In solidarity with the #BAMEOver initiative of Inc Arts and in consultation with our arts industry peers, Chineke! Foundation will no longer use the acronym BME in its communications. Instead, we shall adopt the phrase Black and ethnically diverse from now on.
Five years ago, Chineke! set out on a mission to champion change and celebrate diversity within classical music. We have used BME in our communications and documentation since our organisation's inception as a way of identifying the primary beneficiaries of our charitable endeavours (though not to the exclusion of our fellow White musicians).
The acronyms BME (Black and Minority Ethnic) and BAME (Black, Asian and Minority Ethnic) were first conceived as a way of classifying people in contrast to the majority group of White British members of the UK population. They are used for the purposes of data collection, for recruitment forms, tick-boxes etc. but they are problematic.
An acronym, by its nature, is designed to curtail description, to be a shorthand. BME and BAME reduce individuals of diverse heritage into a single category, one which is the binary opposite to White. It limits curiosity and inquiry into identity and individual experiences. It collapses a whole concertina of different ethnicities and cultures into single letters. Acronyms are inadequate and outdated because you cannot describe people in that way.
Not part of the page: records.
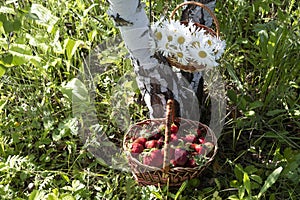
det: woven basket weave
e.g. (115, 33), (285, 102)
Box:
(123, 100), (218, 186)
(166, 1), (220, 72)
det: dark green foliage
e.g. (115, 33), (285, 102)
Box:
(0, 0), (300, 200)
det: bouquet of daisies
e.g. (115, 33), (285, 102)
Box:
(150, 19), (226, 71)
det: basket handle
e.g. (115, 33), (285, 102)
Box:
(170, 1), (220, 37)
(163, 99), (174, 178)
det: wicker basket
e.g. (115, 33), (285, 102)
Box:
(123, 100), (218, 186)
(166, 1), (220, 72)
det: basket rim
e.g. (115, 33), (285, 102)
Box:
(123, 117), (218, 172)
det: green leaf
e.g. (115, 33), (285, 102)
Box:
(258, 167), (283, 198)
(0, 6), (16, 15)
(250, 174), (262, 184)
(266, 109), (286, 117)
(227, 90), (237, 103)
(30, 4), (59, 33)
(234, 165), (243, 182)
(244, 165), (257, 174)
(227, 195), (240, 200)
(0, 64), (6, 77)
(61, 78), (88, 102)
(250, 101), (264, 109)
(65, 38), (84, 60)
(243, 173), (251, 196)
(175, 181), (188, 200)
(61, 194), (75, 200)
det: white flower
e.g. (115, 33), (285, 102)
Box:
(189, 46), (218, 68)
(149, 37), (157, 55)
(174, 46), (191, 65)
(214, 38), (226, 60)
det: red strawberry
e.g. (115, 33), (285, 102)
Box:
(161, 148), (175, 160)
(143, 149), (163, 167)
(158, 124), (166, 133)
(157, 137), (164, 148)
(133, 137), (147, 146)
(187, 158), (197, 167)
(131, 143), (144, 154)
(148, 131), (161, 140)
(182, 134), (197, 143)
(199, 137), (206, 144)
(190, 144), (203, 154)
(174, 149), (188, 166)
(145, 140), (159, 149)
(170, 159), (177, 167)
(203, 142), (215, 155)
(170, 133), (179, 145)
(171, 123), (178, 133)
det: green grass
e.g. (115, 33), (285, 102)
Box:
(0, 0), (300, 199)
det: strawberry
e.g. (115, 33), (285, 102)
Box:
(190, 144), (203, 154)
(203, 142), (215, 154)
(197, 129), (202, 137)
(157, 137), (164, 148)
(182, 134), (197, 143)
(170, 159), (177, 167)
(199, 137), (206, 144)
(161, 148), (175, 160)
(148, 131), (161, 140)
(186, 158), (197, 167)
(131, 143), (144, 154)
(145, 140), (159, 149)
(158, 124), (166, 133)
(170, 133), (179, 145)
(133, 137), (147, 146)
(143, 149), (163, 167)
(174, 148), (188, 166)
(171, 123), (178, 133)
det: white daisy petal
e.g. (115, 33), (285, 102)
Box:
(189, 47), (218, 68)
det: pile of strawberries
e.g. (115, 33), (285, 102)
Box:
(127, 123), (214, 168)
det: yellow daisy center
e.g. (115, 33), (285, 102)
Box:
(168, 35), (173, 42)
(207, 40), (212, 46)
(155, 32), (162, 40)
(177, 52), (183, 58)
(177, 36), (185, 44)
(192, 41), (200, 47)
(198, 51), (207, 58)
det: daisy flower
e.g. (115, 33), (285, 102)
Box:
(189, 47), (218, 68)
(174, 46), (191, 65)
(214, 38), (226, 60)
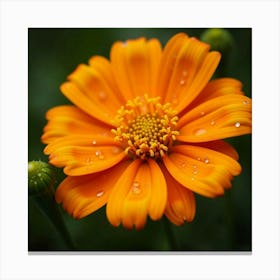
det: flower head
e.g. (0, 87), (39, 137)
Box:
(42, 33), (251, 229)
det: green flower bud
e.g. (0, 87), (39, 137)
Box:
(200, 28), (233, 55)
(28, 160), (55, 195)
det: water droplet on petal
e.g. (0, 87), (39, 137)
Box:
(234, 122), (241, 127)
(98, 91), (107, 101)
(85, 158), (92, 164)
(194, 128), (206, 136)
(112, 147), (121, 154)
(131, 181), (141, 194)
(96, 191), (104, 197)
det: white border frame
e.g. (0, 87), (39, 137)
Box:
(0, 0), (280, 280)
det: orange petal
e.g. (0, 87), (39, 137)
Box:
(164, 38), (210, 103)
(55, 161), (128, 219)
(106, 159), (166, 229)
(42, 105), (112, 144)
(68, 62), (123, 113)
(89, 56), (126, 104)
(158, 33), (189, 99)
(163, 145), (241, 197)
(60, 82), (116, 126)
(110, 38), (161, 100)
(45, 135), (126, 176)
(177, 94), (252, 142)
(191, 78), (244, 107)
(158, 33), (220, 113)
(173, 51), (221, 113)
(192, 140), (239, 160)
(148, 159), (167, 220)
(162, 167), (196, 225)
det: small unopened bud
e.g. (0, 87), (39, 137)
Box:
(28, 161), (55, 195)
(200, 28), (233, 55)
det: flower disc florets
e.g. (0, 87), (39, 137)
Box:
(112, 96), (179, 159)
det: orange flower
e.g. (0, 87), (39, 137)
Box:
(42, 33), (251, 229)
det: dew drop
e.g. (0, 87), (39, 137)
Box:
(234, 122), (240, 127)
(194, 128), (206, 136)
(131, 181), (141, 194)
(112, 147), (121, 154)
(86, 158), (92, 164)
(98, 91), (107, 100)
(96, 191), (104, 197)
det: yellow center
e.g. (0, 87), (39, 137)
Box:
(112, 95), (179, 159)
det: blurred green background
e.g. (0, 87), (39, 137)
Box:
(28, 28), (252, 251)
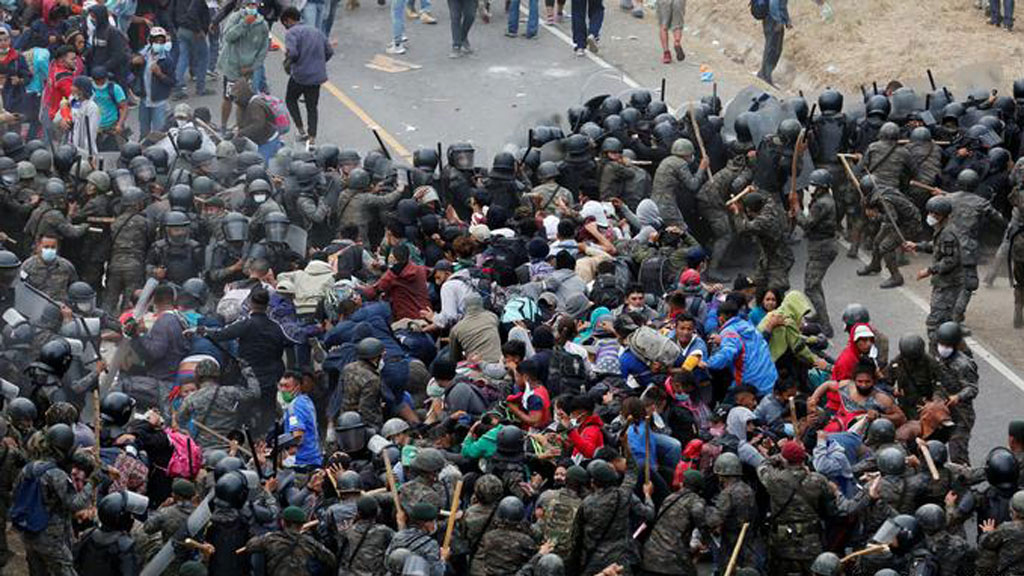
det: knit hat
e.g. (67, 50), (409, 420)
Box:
(782, 441), (807, 464)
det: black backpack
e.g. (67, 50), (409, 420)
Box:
(547, 346), (587, 397)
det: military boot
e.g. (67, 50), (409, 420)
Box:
(1014, 287), (1024, 328)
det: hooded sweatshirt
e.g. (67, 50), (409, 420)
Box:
(758, 290), (817, 364)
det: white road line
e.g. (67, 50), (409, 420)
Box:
(839, 238), (1024, 392)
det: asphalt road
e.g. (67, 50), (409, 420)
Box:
(165, 0), (1024, 463)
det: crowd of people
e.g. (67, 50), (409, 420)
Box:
(0, 10), (1024, 576)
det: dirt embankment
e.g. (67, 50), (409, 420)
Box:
(686, 0), (1024, 97)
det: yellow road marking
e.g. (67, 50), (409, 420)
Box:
(270, 34), (413, 161)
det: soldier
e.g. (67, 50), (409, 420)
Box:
(643, 470), (705, 576)
(540, 466), (590, 559)
(978, 491), (1024, 574)
(145, 210), (206, 285)
(178, 360), (260, 450)
(341, 338), (384, 428)
(913, 504), (971, 576)
(903, 196), (964, 343)
(103, 187), (151, 314)
(523, 161), (573, 215)
(758, 441), (836, 574)
(650, 138), (708, 230)
(706, 452), (758, 574)
(948, 169), (1007, 324)
(338, 496), (394, 576)
(75, 491), (150, 576)
(22, 234), (78, 302)
(857, 175), (921, 289)
(385, 502), (450, 576)
(935, 322), (978, 465)
(398, 448), (447, 516)
(17, 424), (102, 576)
(729, 192), (794, 292)
(337, 168), (401, 243)
(469, 496), (538, 576)
(246, 506), (337, 576)
(142, 478), (196, 574)
(797, 168), (839, 338)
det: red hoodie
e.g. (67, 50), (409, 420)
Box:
(569, 414), (604, 459)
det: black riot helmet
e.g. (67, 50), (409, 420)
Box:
(142, 146), (170, 174)
(213, 471), (249, 509)
(899, 333), (925, 360)
(630, 90), (653, 112)
(413, 148), (437, 172)
(46, 424), (75, 460)
(336, 411), (370, 454)
(864, 94), (892, 119)
(490, 152), (515, 180)
(818, 88), (843, 114)
(128, 156), (157, 184)
(447, 142), (476, 170)
(263, 212), (291, 242)
(99, 392), (135, 427)
(167, 184), (196, 213)
(985, 446), (1017, 490)
(807, 168), (831, 188)
(176, 128), (203, 152)
(220, 212), (249, 242)
(315, 143), (341, 170)
(164, 210), (191, 246)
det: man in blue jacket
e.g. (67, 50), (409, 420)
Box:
(700, 299), (778, 398)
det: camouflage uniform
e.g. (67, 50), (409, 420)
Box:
(20, 460), (93, 576)
(470, 519), (538, 576)
(338, 520), (394, 576)
(939, 351), (978, 465)
(341, 360), (384, 429)
(918, 222), (964, 342)
(22, 254), (78, 302)
(650, 155), (708, 227)
(978, 520), (1024, 576)
(246, 528), (337, 576)
(103, 212), (150, 314)
(946, 191), (1007, 323)
(643, 490), (705, 576)
(706, 479), (758, 574)
(178, 366), (260, 450)
(797, 190), (839, 336)
(142, 498), (196, 576)
(758, 456), (835, 575)
(733, 201), (794, 292)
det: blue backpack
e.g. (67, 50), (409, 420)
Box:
(10, 462), (57, 534)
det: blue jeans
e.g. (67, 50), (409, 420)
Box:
(302, 2), (327, 30)
(138, 99), (167, 140)
(988, 0), (1014, 30)
(174, 28), (210, 95)
(508, 0), (541, 38)
(572, 0), (604, 48)
(391, 0), (406, 44)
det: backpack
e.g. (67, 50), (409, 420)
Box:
(253, 93), (292, 136)
(164, 428), (203, 480)
(10, 462), (57, 534)
(547, 346), (587, 396)
(628, 326), (683, 366)
(751, 0), (768, 20)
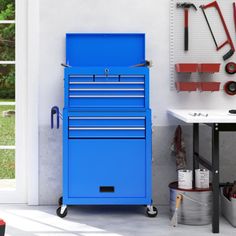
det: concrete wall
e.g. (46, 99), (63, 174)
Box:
(39, 0), (236, 204)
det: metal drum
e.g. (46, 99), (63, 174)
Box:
(169, 182), (212, 225)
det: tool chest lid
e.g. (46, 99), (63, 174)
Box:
(66, 33), (145, 67)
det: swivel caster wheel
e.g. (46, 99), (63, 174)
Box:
(57, 205), (68, 218)
(58, 197), (63, 206)
(146, 205), (158, 217)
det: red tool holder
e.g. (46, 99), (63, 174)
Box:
(199, 82), (220, 92)
(175, 63), (198, 73)
(0, 219), (6, 236)
(198, 63), (220, 73)
(175, 82), (199, 92)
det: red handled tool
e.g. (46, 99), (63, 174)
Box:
(200, 1), (235, 60)
(176, 2), (197, 51)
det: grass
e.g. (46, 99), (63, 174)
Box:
(0, 106), (15, 146)
(0, 100), (15, 179)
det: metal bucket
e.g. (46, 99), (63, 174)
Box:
(169, 182), (212, 225)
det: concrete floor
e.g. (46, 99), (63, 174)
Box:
(0, 205), (236, 236)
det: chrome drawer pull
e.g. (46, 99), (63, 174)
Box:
(69, 88), (144, 91)
(95, 75), (119, 80)
(69, 135), (145, 139)
(69, 127), (145, 130)
(69, 82), (144, 85)
(69, 95), (144, 98)
(69, 116), (145, 120)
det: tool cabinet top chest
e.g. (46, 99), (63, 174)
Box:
(57, 34), (157, 217)
(64, 34), (149, 109)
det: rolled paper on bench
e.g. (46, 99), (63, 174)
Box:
(195, 169), (209, 189)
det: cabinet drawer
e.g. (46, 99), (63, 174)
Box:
(66, 74), (145, 108)
(68, 116), (146, 139)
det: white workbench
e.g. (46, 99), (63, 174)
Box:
(167, 109), (236, 233)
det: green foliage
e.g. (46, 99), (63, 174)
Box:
(0, 0), (15, 20)
(0, 106), (15, 179)
(0, 65), (15, 99)
(0, 0), (15, 99)
(0, 150), (15, 179)
(0, 106), (15, 146)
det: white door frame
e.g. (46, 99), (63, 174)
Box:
(0, 0), (39, 205)
(0, 0), (27, 203)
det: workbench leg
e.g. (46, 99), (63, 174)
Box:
(193, 123), (199, 187)
(212, 124), (220, 233)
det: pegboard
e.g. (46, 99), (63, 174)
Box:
(170, 0), (236, 92)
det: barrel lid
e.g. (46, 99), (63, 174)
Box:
(169, 181), (212, 192)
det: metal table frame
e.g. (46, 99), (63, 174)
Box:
(193, 123), (236, 233)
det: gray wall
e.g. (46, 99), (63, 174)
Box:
(39, 126), (236, 205)
(39, 0), (236, 204)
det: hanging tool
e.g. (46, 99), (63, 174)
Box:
(170, 194), (183, 227)
(176, 2), (197, 51)
(225, 62), (236, 75)
(224, 81), (236, 96)
(51, 106), (62, 129)
(200, 1), (235, 61)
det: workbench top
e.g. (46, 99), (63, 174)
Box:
(167, 109), (236, 123)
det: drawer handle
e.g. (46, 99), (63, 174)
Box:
(69, 95), (144, 98)
(69, 127), (145, 130)
(99, 186), (115, 193)
(69, 88), (144, 91)
(69, 116), (145, 120)
(69, 82), (144, 85)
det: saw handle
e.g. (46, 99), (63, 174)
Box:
(175, 194), (183, 209)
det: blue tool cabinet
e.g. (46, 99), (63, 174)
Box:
(57, 34), (157, 217)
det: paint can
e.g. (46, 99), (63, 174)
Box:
(169, 182), (212, 225)
(178, 170), (193, 189)
(195, 169), (209, 189)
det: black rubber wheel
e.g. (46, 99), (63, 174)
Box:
(57, 207), (68, 218)
(58, 197), (63, 206)
(146, 206), (158, 217)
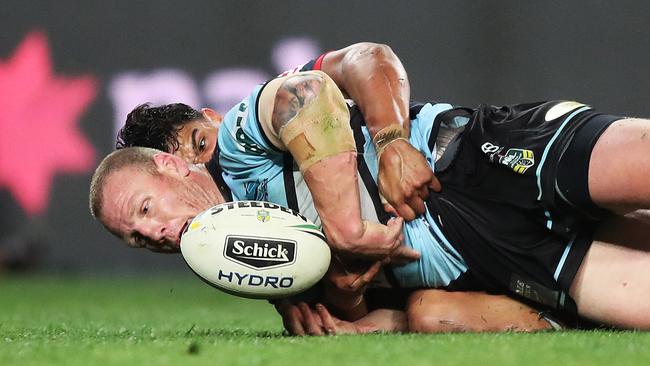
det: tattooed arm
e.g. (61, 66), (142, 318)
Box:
(321, 42), (440, 220)
(260, 71), (419, 264)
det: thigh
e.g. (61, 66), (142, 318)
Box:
(406, 289), (550, 333)
(569, 213), (650, 329)
(589, 118), (650, 212)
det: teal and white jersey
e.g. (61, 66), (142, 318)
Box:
(213, 86), (467, 288)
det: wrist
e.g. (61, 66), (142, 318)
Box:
(372, 123), (409, 159)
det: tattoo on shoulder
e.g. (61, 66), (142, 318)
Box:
(271, 75), (323, 133)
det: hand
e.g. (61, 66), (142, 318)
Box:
(276, 300), (376, 336)
(379, 140), (442, 221)
(324, 217), (420, 262)
(326, 255), (382, 292)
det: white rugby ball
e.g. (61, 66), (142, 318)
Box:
(181, 201), (330, 299)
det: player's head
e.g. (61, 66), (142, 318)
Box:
(116, 103), (221, 164)
(89, 147), (220, 252)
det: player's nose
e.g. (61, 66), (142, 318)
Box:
(139, 220), (169, 243)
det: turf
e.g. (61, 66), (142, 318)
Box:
(0, 275), (650, 366)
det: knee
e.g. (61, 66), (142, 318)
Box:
(406, 290), (467, 333)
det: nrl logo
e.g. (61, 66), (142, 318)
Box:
(257, 210), (271, 222)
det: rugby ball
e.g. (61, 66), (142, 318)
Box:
(181, 201), (330, 299)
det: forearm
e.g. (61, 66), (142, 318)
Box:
(322, 43), (410, 137)
(304, 152), (363, 249)
(354, 309), (408, 333)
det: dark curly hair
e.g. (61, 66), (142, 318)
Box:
(115, 103), (203, 152)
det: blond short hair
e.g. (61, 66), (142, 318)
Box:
(88, 147), (162, 220)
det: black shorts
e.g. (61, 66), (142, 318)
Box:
(427, 102), (621, 320)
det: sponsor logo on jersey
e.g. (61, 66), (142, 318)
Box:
(235, 101), (266, 155)
(210, 201), (308, 222)
(481, 142), (535, 174)
(257, 210), (271, 222)
(224, 235), (296, 269)
(544, 102), (585, 122)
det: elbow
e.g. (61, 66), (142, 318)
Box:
(352, 42), (396, 61)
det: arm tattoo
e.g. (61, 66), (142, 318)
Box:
(271, 75), (323, 133)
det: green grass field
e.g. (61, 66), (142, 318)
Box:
(0, 275), (650, 366)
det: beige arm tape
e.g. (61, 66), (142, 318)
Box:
(372, 124), (409, 160)
(280, 71), (356, 173)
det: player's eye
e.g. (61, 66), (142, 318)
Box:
(140, 201), (149, 215)
(131, 233), (147, 248)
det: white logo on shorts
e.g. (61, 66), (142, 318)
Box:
(544, 102), (585, 122)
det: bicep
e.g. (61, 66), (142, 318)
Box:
(271, 74), (324, 135)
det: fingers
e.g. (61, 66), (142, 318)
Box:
(316, 304), (336, 335)
(429, 175), (442, 192)
(395, 203), (417, 221)
(350, 261), (381, 291)
(298, 302), (323, 336)
(278, 304), (306, 336)
(384, 202), (400, 216)
(390, 245), (420, 264)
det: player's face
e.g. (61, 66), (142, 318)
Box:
(101, 168), (218, 253)
(174, 108), (221, 164)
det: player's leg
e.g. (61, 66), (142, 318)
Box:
(406, 289), (551, 333)
(588, 118), (650, 212)
(569, 213), (650, 329)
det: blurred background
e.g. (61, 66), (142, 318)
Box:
(0, 0), (650, 276)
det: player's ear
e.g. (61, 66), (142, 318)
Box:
(201, 108), (223, 124)
(153, 152), (190, 177)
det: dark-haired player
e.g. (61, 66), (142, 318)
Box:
(104, 43), (648, 332)
(116, 103), (222, 163)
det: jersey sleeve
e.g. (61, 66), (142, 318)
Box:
(219, 86), (283, 177)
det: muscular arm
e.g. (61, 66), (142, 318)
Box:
(271, 72), (418, 259)
(321, 42), (411, 136)
(321, 42), (441, 220)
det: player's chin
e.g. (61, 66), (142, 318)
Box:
(147, 244), (181, 254)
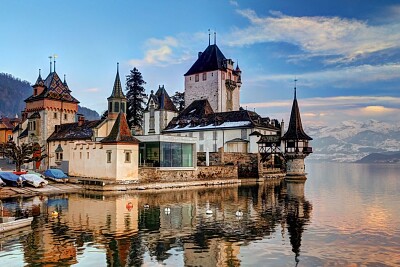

Our change, which admittedly should have happened much sooner, comes after consultation with our peers in the arts sector and beyond. No single term could ever hope to encapsulate the full spectrum of ethnicities of our musicians and audiences. The world that we live in, a hopefully more enlightened one in the aftermath of the Black Lives Matter movement, demands that we recognise the rich diversity of the people who live in it.